I make a garlic soup that uses 5 heads of garlic. Normally I roast 3 heads and chop and saute 2, I'm wondering how garlic would be smoked instead. Has anyone ever done this?


----------



## guido (Mar 28, 2007)

I would try it!

Chop the tops and douse in olive oil like you would for roasting them, and smoke them...

Everything is better smoked, right? :)


----------



## teacup13 (Mar 28, 2007)

i havent tried it either but am going to this coming smoke...

here take a look at this smoke garlic recipe on another forum
http://www.thesmokering.com/forum/viewtopic.php?t=2526


----------



## gofish (Mar 29, 2007)

Shell

Here is a thread when Ultramag did some garlic and I followed his lead ........  It was goooood suff.   Ultramag has a good idea in here about letting it firm back up in the fridge so its not too mushy out of the smoker.  It'll go good with your smoked trout this weekend!!!!

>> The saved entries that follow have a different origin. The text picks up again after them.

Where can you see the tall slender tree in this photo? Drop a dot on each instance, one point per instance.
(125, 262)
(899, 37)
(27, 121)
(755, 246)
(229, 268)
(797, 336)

http://www.smokingmeatforums.com/for...ead.php?t=2645


----------



## gofish (Mar 30, 2007)

Shell

Well ......... did you smoke any garlic?    That is good stuff and takes less time than a fatty.......... vac pack it and save some for the trout!


----------



## deejaydebi (Mar 30, 2007)

If it turns to mush (like roasted garlic) just grab an end and squeeze it out. Mix it with a bit of olive oil or butter and it makes a great garlic bread with a sprinkle of basil!

Or add it to your liquid sauces and foods for a mellower tasting garlic. It's almost a different spice altogether.


----------